From a genetic perspective, PD can be divided into familial and sporadic forms. Familial PD accounts for only about 5–10% of all cases and results from mutations in one of several causative genes, among which the most frequent are SNCA, LRRK2, VPS35, PARKIN, PINK1, and DJ1 [6]. However, for the majority of PD cases, the etiology is multifactorial, involving both genetic and environmental factors, such as pesticides and others [7].

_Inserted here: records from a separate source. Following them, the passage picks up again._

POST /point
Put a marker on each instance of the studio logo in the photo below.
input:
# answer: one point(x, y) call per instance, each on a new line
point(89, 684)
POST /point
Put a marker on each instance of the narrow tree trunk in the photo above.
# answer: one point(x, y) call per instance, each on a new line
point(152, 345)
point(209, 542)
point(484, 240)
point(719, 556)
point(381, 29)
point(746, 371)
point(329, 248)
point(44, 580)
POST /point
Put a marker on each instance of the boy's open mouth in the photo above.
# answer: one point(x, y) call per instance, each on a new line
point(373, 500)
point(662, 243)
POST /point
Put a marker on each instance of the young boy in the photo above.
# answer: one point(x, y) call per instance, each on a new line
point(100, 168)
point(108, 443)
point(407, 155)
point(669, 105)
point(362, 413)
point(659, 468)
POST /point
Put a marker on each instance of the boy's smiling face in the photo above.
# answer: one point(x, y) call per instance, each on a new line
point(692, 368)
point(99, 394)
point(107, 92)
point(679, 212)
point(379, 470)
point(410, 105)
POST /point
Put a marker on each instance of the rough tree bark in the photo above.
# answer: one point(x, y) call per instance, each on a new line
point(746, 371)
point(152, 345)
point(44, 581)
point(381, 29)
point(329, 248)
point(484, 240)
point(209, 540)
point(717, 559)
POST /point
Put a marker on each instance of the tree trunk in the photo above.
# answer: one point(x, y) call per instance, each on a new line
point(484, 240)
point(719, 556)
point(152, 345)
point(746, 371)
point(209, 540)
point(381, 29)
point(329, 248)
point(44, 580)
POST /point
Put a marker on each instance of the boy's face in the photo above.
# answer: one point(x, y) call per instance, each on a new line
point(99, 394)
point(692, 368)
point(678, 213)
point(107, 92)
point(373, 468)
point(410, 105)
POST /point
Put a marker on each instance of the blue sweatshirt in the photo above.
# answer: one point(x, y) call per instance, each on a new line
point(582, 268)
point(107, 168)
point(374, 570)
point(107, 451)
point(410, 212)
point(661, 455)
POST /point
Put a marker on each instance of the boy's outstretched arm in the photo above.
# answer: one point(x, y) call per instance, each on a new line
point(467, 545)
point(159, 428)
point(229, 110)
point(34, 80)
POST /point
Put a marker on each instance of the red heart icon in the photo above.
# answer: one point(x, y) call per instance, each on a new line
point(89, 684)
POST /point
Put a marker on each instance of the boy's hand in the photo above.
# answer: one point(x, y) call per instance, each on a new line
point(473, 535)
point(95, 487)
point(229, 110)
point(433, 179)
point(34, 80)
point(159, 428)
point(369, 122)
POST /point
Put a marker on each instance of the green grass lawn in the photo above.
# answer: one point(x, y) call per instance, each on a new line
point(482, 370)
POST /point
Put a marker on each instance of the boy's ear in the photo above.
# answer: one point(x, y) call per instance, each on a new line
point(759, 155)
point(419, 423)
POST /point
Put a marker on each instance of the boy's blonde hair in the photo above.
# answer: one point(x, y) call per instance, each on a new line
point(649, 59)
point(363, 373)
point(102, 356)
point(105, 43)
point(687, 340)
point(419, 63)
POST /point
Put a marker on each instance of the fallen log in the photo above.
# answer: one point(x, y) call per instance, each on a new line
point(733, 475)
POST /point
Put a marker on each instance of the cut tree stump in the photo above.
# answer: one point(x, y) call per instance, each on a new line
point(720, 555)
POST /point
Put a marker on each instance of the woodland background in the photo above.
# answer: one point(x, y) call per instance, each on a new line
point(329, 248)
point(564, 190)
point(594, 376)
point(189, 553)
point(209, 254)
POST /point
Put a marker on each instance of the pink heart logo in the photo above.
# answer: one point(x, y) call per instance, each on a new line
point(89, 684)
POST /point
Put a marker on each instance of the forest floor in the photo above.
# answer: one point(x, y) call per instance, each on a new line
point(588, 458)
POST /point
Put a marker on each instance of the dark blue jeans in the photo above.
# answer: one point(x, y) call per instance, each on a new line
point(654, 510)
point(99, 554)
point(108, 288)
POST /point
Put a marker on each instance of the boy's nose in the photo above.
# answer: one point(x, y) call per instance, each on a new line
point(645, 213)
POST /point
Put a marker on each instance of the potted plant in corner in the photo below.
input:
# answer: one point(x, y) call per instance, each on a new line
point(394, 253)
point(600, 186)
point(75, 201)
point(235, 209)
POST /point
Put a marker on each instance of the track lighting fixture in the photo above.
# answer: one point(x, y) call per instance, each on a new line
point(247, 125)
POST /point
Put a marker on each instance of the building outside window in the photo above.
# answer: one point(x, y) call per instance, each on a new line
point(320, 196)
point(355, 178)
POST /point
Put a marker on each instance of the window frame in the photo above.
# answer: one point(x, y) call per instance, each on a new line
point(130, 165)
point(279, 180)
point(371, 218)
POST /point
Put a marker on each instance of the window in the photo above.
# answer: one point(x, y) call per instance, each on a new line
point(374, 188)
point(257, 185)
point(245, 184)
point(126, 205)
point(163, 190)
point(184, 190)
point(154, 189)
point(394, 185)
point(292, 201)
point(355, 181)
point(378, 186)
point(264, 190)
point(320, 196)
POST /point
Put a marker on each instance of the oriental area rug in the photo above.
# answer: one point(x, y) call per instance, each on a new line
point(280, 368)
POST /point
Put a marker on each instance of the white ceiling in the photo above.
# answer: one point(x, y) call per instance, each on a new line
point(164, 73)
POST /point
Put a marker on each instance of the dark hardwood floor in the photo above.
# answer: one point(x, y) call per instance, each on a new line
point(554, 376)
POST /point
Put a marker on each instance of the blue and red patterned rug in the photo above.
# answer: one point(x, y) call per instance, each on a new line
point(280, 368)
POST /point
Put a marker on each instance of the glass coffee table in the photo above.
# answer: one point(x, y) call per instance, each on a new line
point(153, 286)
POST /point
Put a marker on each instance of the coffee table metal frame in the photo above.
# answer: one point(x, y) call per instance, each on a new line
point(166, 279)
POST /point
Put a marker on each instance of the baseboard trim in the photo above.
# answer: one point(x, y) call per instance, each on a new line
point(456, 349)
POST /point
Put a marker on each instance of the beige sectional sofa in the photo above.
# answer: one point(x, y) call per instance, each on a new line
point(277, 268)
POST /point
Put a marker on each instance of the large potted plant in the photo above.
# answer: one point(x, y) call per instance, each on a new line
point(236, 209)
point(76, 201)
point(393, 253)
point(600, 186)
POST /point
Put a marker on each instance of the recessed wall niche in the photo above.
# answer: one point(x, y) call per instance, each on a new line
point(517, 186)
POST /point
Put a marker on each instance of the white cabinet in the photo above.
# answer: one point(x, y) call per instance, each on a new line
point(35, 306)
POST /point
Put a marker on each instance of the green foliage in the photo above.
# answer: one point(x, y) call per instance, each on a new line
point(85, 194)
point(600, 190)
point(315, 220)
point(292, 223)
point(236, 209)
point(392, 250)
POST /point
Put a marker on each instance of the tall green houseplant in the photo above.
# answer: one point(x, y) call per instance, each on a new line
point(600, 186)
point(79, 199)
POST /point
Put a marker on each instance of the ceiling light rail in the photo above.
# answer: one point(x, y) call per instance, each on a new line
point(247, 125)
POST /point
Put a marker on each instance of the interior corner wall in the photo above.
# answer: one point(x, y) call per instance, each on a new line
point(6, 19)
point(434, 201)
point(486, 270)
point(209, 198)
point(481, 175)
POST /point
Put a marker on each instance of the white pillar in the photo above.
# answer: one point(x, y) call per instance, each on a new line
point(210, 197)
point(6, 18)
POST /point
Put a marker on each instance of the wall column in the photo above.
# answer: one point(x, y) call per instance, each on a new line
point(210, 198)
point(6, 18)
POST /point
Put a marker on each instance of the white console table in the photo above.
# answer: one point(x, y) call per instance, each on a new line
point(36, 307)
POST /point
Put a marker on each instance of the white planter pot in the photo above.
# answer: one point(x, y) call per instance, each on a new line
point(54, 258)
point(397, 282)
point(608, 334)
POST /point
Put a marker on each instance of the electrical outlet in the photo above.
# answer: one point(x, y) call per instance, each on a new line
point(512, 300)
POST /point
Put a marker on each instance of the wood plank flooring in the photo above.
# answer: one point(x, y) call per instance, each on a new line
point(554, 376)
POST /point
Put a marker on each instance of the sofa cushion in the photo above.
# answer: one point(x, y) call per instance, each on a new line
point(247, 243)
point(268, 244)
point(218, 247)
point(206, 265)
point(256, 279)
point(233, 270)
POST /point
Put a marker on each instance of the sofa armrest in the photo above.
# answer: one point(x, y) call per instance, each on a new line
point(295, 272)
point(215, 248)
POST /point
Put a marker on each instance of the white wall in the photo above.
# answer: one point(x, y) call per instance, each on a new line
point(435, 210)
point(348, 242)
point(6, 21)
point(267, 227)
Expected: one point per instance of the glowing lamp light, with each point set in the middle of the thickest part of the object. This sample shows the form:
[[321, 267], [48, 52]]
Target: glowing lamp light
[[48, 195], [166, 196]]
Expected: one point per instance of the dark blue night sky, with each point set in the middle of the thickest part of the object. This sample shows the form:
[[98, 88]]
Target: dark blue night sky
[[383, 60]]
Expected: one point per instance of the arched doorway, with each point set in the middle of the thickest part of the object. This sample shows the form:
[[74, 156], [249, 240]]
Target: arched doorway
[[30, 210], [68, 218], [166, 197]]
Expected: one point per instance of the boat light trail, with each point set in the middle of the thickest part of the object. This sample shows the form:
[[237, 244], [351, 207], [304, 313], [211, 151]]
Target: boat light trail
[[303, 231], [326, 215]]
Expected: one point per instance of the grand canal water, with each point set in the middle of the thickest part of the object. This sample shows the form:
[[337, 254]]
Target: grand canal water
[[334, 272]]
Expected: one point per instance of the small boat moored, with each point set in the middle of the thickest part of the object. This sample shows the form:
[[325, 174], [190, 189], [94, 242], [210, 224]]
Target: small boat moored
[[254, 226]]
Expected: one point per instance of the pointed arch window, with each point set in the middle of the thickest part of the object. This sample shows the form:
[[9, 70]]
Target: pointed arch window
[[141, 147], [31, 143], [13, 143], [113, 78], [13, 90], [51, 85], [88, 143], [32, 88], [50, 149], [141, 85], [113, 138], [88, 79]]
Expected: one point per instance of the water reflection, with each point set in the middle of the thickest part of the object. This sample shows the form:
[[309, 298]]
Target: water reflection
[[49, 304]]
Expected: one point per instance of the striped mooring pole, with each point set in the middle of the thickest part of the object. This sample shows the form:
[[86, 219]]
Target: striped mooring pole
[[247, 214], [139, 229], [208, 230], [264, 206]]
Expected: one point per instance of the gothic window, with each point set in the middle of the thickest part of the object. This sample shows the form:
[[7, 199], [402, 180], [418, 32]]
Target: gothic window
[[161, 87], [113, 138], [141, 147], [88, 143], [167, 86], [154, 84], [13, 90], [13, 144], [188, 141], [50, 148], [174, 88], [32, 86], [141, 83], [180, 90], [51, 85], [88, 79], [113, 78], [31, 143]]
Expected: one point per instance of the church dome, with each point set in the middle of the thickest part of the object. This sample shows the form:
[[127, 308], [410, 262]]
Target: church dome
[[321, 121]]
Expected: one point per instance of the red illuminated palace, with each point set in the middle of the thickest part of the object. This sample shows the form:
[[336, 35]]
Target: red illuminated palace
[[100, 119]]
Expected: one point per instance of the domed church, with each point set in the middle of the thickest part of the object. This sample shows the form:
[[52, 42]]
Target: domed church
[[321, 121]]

Epigenetic mechanisms, which could be dysregulated by environmental factors, are increasingly discovered to be involved in the pathogenesis and progression of PD [8]. Indeed, several studies revealed global and gene-specific epigenetic changes in the nuclear genome from brain regions of PD animal models and in post-mortem brain regions and peripheral blood from PD patients [9]. Recent evidence suggests that also epigenetic modifications of the mitochondrial genome could contribute to neurodegeneration [10]. In this regard, dysregulation of mitochondrial DNA (mtDNA) methylation in the central nervous system and in peripheral blood samples of patients with AD, PD, and amyotrophic lateral sclerosis (ALS), as well as in transgenic mice modelling, has been reported [11,12,13,14,15,16]. The majority of these studies investigated the methylation levels of the mtDNA regulatory region (D-loop), which regulates mtDNA replication and transcription, revealing that D-loop methylation levels were dynamically dysregulated with disease progression in animal models of AD and were significantly different in human postmortem AD brains and in peripheral blood cells of living AD patients compared to healthy controls [12,13,15]. Altered D-loop methylation levels were also detected in spinal cord and skeletal muscle cells of human-SOD1 transgenic ALS mice [11] as well as in peripheral blood of familial and sporadic ALS patients [14,16]. Moreover, an inverse correlation between D-loop methylation levels and mtDNA copy number was frequently observed [14,16,17,18,19], suggesting a role for methylation levels in this region in regulating mtDNA replication. Regarding PD, a significant reduction of D-loop methylation levels was observed post-mortem in the substantia nigra of individuals with PD compared to healthy controls [12]. More recently, a study performed in platelet mtDNA did not find differences in the methylation levels of MT-TL1, MT-CO1, MT-CO2, and MT-CO3 mitochondrial genes between PD patients and control subjects [20]. However, nothing is yet known about D-loop region methylation levels in peripheral blood of PD patients.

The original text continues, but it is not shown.